Common Utilities#

This module contains common utilities and functions used throughout the atomworks.ml package.

atomworks.ml.common.as_list(value: Any) list[source]#

Convert a value to a list.

Handles various types using duck typing:
  • Iterable objects (lists, tuples, strings, etc.): converted to list

  • Single values: wrapped in a list

atomworks.ml.common.generate_example_id(dataset_names: list[str], pdb_id: str, assembly_id: str, query_pn_unit_iids: list) str[source]#

Generate a unique example ID from a DataFrame row.

This unique ID is helpful for debugging and to track performance on specific examples.

An example can be uniquely defined by, in order:
  1. a composed list of dataset names (e.g., [pdb, pn_unit] to indicate the pn_unit dataset nested within the PDB dataset)
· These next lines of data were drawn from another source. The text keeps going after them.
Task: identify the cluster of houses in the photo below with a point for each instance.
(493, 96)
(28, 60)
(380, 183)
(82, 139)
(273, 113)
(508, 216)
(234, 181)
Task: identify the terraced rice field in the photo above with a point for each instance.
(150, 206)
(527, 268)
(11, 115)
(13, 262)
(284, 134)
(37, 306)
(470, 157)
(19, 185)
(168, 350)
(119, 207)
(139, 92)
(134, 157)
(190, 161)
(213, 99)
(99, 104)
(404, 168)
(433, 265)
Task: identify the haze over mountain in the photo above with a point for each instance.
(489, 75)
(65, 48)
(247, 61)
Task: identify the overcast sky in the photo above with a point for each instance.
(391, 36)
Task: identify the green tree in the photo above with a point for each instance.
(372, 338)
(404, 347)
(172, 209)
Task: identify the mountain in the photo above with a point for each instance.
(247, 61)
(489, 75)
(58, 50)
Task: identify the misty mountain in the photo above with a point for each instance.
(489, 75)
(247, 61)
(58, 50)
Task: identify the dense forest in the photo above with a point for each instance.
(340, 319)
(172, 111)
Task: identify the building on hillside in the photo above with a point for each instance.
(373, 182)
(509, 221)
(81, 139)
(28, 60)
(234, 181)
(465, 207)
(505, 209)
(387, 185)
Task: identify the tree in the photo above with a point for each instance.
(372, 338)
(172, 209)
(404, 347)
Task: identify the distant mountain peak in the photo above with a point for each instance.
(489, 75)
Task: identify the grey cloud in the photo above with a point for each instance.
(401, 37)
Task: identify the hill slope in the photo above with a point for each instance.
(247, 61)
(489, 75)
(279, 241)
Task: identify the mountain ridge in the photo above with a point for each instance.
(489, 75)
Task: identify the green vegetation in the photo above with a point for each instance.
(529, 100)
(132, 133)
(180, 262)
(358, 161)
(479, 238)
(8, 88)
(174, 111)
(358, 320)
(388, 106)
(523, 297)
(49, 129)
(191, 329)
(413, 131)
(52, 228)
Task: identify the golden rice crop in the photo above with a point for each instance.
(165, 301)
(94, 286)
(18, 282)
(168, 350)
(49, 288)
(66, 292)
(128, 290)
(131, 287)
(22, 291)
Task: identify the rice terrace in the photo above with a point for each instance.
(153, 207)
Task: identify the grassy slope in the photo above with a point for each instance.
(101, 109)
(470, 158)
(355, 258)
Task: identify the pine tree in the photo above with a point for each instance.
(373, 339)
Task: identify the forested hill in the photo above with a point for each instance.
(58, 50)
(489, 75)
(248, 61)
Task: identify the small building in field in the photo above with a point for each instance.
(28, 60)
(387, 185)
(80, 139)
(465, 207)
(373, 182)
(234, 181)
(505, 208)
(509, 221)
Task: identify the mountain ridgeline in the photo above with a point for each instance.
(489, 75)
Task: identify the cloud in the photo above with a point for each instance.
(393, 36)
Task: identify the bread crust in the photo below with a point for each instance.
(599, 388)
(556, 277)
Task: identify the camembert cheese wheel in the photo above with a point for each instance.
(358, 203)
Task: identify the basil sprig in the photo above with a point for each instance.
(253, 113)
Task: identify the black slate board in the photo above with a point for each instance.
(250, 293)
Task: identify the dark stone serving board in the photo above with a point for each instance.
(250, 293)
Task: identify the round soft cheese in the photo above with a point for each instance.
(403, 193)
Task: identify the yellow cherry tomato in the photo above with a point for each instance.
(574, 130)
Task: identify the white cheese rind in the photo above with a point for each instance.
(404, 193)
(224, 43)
  2. pdb_id (or any group-level identifier, if using a non-PDB dataset), within the dataset specified by (1)

  3. assembly_id

  4. query_pn_unit_iids

atomworks.ml.common.parse_example_id(example_id: str) dict[source]#

Parse the example ID into its components: dataset names, pdb_id, assembly_id, and query_pn_unit_iids.

Parameters:

example_id (str) – The example ID string generated by the generate_example_id function.

Returns:

A dictionary containing the parsed components.

Return type:

dict